Monday, January 12, 2015

Flipped: A Teacher's Reflection

What did I think about my first attempt to flip a classroom? What were some positives and negatives? What might I need to adjust or change?

Some of what I liked:

Students, as whole whole, seemed much more engaged. Students would ask questions about what they viewed and about quizzes they took. The pace and structure of class time (sans lectures) forced students to be attentive; there was always something to DO, as idle or even passive moments were few and far between.

The class was incredibly active. Not having to spend time introducing grammar material in class, time could be spent doing activities: discussions and group tasks, cognitive and physical, at the board and even on the floor. This helped maintain students' focus and kept student from always just sitting in their desks for 50 minutes.

The class was incredibly interactive. Students' questions drove "teacher time". Students sought feedback throughout class activities. Yes, I transitioned from activity to activity, but so many of those transitions were based on the pace  and needs of students. Lesson plans became lesson concepts or even lists of possible activities, all contingent on how students reacted to the activities in which the students where engaged. It was like one big feedback loop.

I could enter class with more confidence that I knew which aspects were causing students difficulty, which things they "weren't getting". I knew the content they were to have covered, and I could see which questions were proving troublesome to many students or which students were having trouble with which questions or tasks. Much more than ever before, I could enter the classroom with data-driven understandings rather than intuitions and perceptions.

Class time was maximized. At least this is my estimation. The time I most value is the time to work through the difficulties students have. Close behind is the time used to strengthen students' skills. By taking the lectures (which would have otherwise occupied time during class) and moving them online as homework, significantly more time became available to focus on those things that I, as a teacher, can really bring to the classroom.

What I didn't necessarily like:

Busy Busy Busy
Record keeping and observations were never-ending. Which students completed the quizzes? Which students watched the tutorials? Who is completing homework. You need to be aware of this every morning. (Thankfully, Moodle keeps statistics, which meant I could see the exact times that students watched tutorials, completed quizzes, or even clicked links to extra resources!)

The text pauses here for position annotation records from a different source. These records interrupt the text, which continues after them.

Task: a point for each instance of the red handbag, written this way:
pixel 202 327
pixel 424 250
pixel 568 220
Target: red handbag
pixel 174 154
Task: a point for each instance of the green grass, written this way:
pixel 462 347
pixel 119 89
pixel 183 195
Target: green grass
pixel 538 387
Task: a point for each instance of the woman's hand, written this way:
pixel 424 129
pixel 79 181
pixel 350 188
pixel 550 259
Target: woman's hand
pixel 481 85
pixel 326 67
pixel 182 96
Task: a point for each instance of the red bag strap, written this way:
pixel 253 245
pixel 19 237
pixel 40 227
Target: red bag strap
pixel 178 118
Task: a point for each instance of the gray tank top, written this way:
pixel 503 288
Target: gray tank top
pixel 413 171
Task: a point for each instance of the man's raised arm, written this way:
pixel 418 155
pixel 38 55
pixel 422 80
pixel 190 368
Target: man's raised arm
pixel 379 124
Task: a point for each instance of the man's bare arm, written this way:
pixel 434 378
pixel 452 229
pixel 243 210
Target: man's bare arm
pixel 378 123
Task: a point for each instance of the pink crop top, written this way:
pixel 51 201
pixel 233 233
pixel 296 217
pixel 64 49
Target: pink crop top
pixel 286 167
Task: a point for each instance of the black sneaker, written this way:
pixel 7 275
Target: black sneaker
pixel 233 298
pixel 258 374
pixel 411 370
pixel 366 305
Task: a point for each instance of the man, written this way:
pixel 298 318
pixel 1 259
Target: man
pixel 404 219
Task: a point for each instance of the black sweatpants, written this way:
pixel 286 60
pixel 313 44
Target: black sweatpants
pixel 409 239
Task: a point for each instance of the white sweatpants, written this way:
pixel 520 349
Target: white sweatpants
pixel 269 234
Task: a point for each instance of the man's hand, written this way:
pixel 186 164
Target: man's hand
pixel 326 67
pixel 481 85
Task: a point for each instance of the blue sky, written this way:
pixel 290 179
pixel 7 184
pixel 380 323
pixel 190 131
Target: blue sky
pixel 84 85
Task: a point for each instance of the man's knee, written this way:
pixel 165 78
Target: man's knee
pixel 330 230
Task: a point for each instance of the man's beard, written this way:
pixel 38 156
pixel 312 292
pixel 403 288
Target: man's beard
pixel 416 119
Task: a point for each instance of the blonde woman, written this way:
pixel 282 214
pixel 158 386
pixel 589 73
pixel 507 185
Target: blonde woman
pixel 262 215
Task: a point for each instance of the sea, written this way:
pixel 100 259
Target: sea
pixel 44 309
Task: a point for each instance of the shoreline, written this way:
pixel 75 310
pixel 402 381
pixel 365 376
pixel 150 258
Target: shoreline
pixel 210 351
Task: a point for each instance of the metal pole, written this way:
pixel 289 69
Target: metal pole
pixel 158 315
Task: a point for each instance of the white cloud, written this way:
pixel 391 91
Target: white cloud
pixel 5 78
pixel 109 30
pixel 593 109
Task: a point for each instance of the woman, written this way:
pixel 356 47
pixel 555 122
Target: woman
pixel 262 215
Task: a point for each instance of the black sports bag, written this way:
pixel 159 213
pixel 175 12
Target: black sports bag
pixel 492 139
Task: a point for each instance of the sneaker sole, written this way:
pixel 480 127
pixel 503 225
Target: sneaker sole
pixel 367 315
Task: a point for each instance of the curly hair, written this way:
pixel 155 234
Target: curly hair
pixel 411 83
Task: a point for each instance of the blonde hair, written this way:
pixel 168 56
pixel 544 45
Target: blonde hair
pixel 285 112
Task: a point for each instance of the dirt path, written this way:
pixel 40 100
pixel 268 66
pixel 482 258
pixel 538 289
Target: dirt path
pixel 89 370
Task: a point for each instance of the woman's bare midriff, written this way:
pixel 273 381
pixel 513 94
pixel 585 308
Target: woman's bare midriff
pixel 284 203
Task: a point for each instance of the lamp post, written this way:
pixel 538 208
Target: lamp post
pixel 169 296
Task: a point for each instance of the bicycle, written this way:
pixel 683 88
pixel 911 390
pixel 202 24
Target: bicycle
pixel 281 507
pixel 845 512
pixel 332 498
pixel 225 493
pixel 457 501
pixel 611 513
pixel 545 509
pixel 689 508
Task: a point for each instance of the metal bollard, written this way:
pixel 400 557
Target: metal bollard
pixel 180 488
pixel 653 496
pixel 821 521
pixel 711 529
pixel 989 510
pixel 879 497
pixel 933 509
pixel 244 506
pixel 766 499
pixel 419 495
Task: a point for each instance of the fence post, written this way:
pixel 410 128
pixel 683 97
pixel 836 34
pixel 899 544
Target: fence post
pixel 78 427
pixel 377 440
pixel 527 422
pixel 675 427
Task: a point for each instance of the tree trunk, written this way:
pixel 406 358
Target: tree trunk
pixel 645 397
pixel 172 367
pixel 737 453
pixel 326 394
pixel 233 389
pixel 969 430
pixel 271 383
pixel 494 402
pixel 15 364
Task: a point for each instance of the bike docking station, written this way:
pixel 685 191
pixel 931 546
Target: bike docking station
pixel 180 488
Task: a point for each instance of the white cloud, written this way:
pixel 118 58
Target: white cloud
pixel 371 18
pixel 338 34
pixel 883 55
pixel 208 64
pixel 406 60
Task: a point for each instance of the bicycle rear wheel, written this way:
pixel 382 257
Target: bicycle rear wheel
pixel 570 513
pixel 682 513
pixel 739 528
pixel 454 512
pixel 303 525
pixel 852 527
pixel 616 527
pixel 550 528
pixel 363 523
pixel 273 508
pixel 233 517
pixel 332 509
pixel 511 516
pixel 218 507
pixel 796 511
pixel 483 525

Which quiz questions or topics are causing difficulty? If you don't know this, you won't know to address that in class. This meant that almost every morning required assessment of problems, record keeping, and adjustment to planned lessons, all before 8:30 a.m. It sometimes felt overwhelming, but it always felt worthwhile.

Also, as this past term was not a "flip" I had planned, I was doing all my work on the fly, usually only a day "(sometimes a few minutes) ahead of the students. The stress was palpable. Once done however, only tweaks are needed. I think I'm sitting relatively pretty for this next term.

There were three students who rarely (if ever) could be cajoled into participating in the flipped model. One student had excellent grammar skills already. That student only sporadically watched tutorials or took quizzes (ungraded) when he felt necessary. I wasn't worried about him. A second student was a bit more consistent, but his skills were lower and he could've used more practice. He still passed.

The third student simply would not do the work outside of class. Could he log on? Yes, he showed me. Did he log on? No. In spite of repeated encouragements and admonitions, in spite of emails and after class discussions, the student simply would not watch the tutorials. He never watched even one tutorial and completed but one quiz. It showed in his exam scores.

Had it been a traditional classroom style, would he have done homework? Perhaps not. Nevertheless, it is cause for pause when students refuse to "flip" with you.

Flipping a class is a lot of work. A LOT! (Unless, of course, you can rely on other people's Youtube videos. That would never do for me.) Nevertheless, I loved it. The students, by and large, loved it. I've spent this winter holiday tweaking quizzes, reorganizing materials, and reshooting some videos, all in the excitement of trying it again in just over a week!